The mechanisms available to audit firms to promote and develop professional scepticism in their partners and staff vary from establishing an appropriate 'tone at the top' down to making sure that junior staff are coach individually on the importance of professional scepticism in their work.

It is important that audit methodologies allow appropriate scope for the use of informed professional judgement and auditor scepticism as, anecdotally, increasing reliance on audit software and the proliferation of detailed requirements in auditing standards do not, in themselves, promote the exercise of auditor scepticism.

As to whether firms need to do more, we believe that auditors and the audit profession take criticism very seriously and will already be undertaking remedial steps as a matter of urgency.

Question 4
Do you think that others, including companies, should be doing more to promote, develop and support professional scepticism in auditors? If so,what?

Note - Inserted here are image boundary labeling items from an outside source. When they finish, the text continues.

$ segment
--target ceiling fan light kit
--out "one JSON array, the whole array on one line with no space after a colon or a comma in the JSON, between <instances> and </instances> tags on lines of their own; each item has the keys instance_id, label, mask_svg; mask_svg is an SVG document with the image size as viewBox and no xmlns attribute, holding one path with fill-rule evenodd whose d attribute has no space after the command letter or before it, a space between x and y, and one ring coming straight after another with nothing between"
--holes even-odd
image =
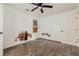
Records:
<instances>
[{"instance_id":1,"label":"ceiling fan light kit","mask_svg":"<svg viewBox=\"0 0 79 59\"><path fill-rule=\"evenodd\" d=\"M31 4L36 6L35 8L31 10L31 12L39 8L41 13L44 13L43 8L53 8L52 5L44 5L43 3L31 3Z\"/></svg>"}]
</instances>

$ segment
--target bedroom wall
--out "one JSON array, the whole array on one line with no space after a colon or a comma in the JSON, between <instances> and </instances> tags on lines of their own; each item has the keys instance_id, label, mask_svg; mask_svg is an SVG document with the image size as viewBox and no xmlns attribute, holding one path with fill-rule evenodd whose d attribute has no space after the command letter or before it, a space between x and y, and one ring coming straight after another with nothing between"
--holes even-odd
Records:
<instances>
[{"instance_id":1,"label":"bedroom wall","mask_svg":"<svg viewBox=\"0 0 79 59\"><path fill-rule=\"evenodd\" d=\"M10 5L4 5L4 48L26 41L15 41L21 31L31 33L32 17Z\"/></svg>"},{"instance_id":2,"label":"bedroom wall","mask_svg":"<svg viewBox=\"0 0 79 59\"><path fill-rule=\"evenodd\" d=\"M78 43L76 43L79 39L76 36L77 11L78 10L75 9L40 18L40 20L38 20L39 37L61 41L62 43L70 45L78 45ZM78 23L77 27L79 27ZM41 33L51 34L51 37L47 37L45 35L42 36ZM77 31L77 33L79 32Z\"/></svg>"},{"instance_id":3,"label":"bedroom wall","mask_svg":"<svg viewBox=\"0 0 79 59\"><path fill-rule=\"evenodd\" d=\"M3 5L0 4L0 32L3 32ZM0 33L0 56L3 55L3 34Z\"/></svg>"}]
</instances>

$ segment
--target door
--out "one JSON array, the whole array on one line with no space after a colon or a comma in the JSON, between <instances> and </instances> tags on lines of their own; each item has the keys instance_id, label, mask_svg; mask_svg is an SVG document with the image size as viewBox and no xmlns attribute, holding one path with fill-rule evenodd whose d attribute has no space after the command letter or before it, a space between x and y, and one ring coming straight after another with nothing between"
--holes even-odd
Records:
<instances>
[{"instance_id":1,"label":"door","mask_svg":"<svg viewBox=\"0 0 79 59\"><path fill-rule=\"evenodd\" d=\"M3 55L3 9L0 4L0 56Z\"/></svg>"}]
</instances>

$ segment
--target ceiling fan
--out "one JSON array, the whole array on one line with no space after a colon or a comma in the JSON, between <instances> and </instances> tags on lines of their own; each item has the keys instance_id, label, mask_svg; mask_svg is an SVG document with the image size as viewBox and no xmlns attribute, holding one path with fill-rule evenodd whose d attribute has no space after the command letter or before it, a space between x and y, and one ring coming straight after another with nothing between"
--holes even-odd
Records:
<instances>
[{"instance_id":1,"label":"ceiling fan","mask_svg":"<svg viewBox=\"0 0 79 59\"><path fill-rule=\"evenodd\" d=\"M34 9L31 10L32 12L39 7L40 7L41 13L44 13L43 8L53 8L52 5L43 5L43 3L31 3L31 4L36 6Z\"/></svg>"}]
</instances>

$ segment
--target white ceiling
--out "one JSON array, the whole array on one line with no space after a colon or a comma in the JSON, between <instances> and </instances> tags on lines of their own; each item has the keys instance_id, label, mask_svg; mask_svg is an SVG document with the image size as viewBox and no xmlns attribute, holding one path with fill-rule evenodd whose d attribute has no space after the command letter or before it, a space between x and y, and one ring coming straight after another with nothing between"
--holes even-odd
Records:
<instances>
[{"instance_id":1,"label":"white ceiling","mask_svg":"<svg viewBox=\"0 0 79 59\"><path fill-rule=\"evenodd\" d=\"M53 8L43 8L44 13L41 13L39 8L31 12L31 10L36 6L30 3L9 3L8 5L11 5L22 11L25 11L26 13L29 13L33 17L48 16L51 14L72 10L77 7L77 3L44 3L44 5L52 5ZM29 11L26 11L25 9L29 9Z\"/></svg>"}]
</instances>

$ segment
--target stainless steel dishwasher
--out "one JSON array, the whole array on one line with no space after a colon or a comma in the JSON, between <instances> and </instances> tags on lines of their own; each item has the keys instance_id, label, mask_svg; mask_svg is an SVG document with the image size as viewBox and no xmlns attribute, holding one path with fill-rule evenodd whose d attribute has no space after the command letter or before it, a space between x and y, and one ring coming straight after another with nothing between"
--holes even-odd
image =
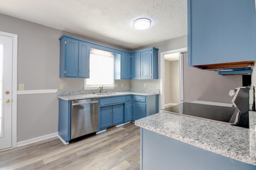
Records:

It is important that all components of the financial reporting chain are prepared to play their part. For example, as we suggested in our response to the discussion paper Enhancing the auditor's contribution to prudential regulation, the role of the regulator is important because sharing with auditors both relevant general industry information and any matters specific to the regulated entity in question will inform and enhance the auditor's professional scepticism.

The criticisms of the AIU and others and the recent discussion papers themselves are important as they provide strong incentives for doing more to promote, develop and support auditor scepticism.

Standard setters have a vital role to play through taking decisions as to where and to what extent professional scepticism is required to be exercised in particular aspects of an audit. We note in this regard that the 'clarity' International Standards on Auditing are introducing more-rigorous approaches in areas such as the audit of groups and the benefits of this will be felt in future financial reporting.

ACCA has a continuing role, both through the supervision of the firms that carry out audit engagements and in relation to the education, learning and development of auditors. In all such aspects, professional scepticism is considered to be very important and receives an appropriate degree of emphasis. However, we are not complacent and we take notice of the criticism of auditors in relation to professional scepticism, for example when reviewing the relevance of our examination syllabus and continuing professional education. The FRC will also be aware of the further actions being taken as set out in the July 2009 report of the Steering Committee of the CCAB Audit Conduct and Training Project.

Management and those charged with governance of companies and other entities being audited can do much to create a climate where auditor scepticism is accepted in a non-confrontational fashion. A willingness to engage in candid dialogue between those charged with governance and auditors and, where relevant, regulators can do much to ensure that the ultimate beneficiaries of the auditor's work: the shareholders and credit and capital markets, are well served.